コーニング (GLW)は6月22日、7.65%高の209.83ドルで引け、過去最高値に迫りました。創業175年のガラスメーカーにとって、かつてはこのような一日など考えられないことでした。しかし2026年現在では日常茶飯事となっており、同社の業績が悪いと主張する人はもはやほとんどいません。

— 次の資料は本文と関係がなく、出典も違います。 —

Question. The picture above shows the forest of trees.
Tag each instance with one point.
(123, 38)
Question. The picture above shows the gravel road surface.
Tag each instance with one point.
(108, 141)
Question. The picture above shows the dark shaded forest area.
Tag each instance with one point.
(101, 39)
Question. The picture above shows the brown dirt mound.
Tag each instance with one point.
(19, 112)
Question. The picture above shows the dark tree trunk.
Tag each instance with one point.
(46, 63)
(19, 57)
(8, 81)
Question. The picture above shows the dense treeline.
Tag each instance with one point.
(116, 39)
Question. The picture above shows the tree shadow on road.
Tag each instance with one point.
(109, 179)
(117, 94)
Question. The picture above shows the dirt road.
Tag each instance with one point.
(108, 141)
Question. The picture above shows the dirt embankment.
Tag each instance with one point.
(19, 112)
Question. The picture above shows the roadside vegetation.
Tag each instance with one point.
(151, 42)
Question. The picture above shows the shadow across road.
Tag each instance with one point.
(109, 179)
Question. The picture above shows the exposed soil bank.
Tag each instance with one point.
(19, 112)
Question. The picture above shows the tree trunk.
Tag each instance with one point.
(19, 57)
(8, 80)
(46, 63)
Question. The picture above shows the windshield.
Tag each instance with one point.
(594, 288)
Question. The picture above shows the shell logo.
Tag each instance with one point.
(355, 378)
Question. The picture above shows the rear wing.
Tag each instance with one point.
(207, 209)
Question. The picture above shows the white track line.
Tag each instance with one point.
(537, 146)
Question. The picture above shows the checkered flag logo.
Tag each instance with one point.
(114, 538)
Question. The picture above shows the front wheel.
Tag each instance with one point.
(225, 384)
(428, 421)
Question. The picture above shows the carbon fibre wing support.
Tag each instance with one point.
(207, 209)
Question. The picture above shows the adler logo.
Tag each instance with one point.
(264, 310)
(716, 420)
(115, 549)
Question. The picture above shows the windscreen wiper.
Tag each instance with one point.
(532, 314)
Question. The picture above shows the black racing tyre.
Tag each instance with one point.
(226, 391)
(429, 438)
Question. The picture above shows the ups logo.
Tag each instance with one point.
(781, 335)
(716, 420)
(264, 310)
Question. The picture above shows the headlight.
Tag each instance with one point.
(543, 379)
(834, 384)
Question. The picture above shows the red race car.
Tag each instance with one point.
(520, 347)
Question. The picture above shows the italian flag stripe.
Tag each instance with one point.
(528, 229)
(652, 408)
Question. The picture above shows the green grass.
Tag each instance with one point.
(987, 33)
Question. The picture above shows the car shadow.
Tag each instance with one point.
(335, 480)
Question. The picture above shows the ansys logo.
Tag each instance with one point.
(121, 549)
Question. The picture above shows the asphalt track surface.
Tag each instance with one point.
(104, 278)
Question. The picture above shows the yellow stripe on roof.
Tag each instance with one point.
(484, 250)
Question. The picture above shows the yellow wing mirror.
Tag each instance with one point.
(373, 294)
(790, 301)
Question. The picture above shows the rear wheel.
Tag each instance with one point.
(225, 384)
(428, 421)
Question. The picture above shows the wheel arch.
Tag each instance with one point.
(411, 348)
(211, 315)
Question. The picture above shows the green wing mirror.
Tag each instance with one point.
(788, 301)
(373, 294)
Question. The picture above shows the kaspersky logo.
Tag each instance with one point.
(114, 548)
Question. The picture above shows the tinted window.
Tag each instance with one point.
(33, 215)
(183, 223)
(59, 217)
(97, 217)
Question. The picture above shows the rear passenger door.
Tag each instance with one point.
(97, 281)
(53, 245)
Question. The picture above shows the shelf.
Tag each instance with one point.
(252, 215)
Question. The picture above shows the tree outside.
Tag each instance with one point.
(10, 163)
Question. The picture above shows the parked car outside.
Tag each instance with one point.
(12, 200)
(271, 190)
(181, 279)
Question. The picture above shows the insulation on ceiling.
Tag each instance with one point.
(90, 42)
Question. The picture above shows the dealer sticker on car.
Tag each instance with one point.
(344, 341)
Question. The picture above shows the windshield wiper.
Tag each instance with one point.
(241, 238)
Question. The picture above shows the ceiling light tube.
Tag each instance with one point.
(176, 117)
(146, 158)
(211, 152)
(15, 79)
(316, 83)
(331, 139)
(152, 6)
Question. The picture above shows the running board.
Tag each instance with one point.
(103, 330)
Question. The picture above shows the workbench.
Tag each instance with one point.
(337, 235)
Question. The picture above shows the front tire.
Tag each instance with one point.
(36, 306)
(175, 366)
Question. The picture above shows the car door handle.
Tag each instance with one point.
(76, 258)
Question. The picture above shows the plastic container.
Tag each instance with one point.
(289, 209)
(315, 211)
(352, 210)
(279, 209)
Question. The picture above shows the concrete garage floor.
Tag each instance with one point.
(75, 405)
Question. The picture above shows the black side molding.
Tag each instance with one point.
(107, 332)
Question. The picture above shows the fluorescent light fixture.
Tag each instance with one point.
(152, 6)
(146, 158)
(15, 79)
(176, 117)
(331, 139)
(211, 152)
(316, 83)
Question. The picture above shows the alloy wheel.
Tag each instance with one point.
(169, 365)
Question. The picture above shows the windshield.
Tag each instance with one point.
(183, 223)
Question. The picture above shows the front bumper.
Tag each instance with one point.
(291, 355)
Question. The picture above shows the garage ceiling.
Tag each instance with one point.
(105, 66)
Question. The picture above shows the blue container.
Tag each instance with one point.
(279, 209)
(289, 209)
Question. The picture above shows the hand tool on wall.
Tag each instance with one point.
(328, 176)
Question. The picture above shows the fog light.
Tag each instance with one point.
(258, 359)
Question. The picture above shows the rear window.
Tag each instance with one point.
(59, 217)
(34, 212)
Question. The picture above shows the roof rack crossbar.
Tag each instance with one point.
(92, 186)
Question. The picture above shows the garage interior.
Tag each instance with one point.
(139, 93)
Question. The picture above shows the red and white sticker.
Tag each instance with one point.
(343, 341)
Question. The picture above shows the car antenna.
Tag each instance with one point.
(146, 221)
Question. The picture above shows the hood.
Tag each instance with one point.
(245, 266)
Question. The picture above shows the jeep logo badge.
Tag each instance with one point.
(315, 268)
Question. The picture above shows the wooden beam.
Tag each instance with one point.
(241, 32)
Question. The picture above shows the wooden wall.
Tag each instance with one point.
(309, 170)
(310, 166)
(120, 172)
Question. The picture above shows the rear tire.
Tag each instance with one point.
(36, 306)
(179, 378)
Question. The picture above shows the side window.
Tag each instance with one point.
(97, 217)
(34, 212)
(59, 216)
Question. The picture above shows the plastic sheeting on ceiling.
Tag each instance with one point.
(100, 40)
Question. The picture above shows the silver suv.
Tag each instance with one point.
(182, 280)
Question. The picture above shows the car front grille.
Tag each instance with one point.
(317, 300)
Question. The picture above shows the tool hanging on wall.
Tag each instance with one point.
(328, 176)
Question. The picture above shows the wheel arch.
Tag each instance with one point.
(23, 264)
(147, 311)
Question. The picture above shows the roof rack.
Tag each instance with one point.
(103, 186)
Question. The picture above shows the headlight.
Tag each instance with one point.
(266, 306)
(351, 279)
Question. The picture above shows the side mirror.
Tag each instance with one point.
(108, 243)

議論は、より結論を出しにくい領域へと移っている。210ドルの水準で、2026年のコーニング株は過去12ヶ月の利益の約101倍、予想利益の62倍で取引されている。これらは市場がソフトウェア企業に割り当てる倍率であり、繊維を流し込み、ガラスを曲げるような資本集約型メーカーにはふさわしくない。 強気派は、AIの普及が同社の企業価値を恒久的に見直させたとしている。一方、弱気派は、素材メーカーが維持不可能な評価額を押し付けられたと主張する。問題は、コーニングが成長するかどうかではない。投資家がすでに支払っている金額を正当化できるほど、十分なスピードで成長し、その成長を十分にクリーンに現金化できるかどうかである。
この株価上昇が織り込んでいるもの
最近の株価変動の背景には、ある一つの数字がある。それは、2030年末までに売上高400億ドルを達成するという目標だ。コーニングは、この成長計画を「スプリングボード(Springboard)」と呼んでいる。これは、すでに構築した生産能力をフルに活用し、販売量の増加を利益率の向上につなげるための枠組みである。 5月の投資家向けイベントで、経営陣は売上高の達成見込み期間を、2028年までに約300億ドル、2030年までに400億ドルへと延長し、その信頼度の高い予想範囲を350億ドルから400億ドルと示した。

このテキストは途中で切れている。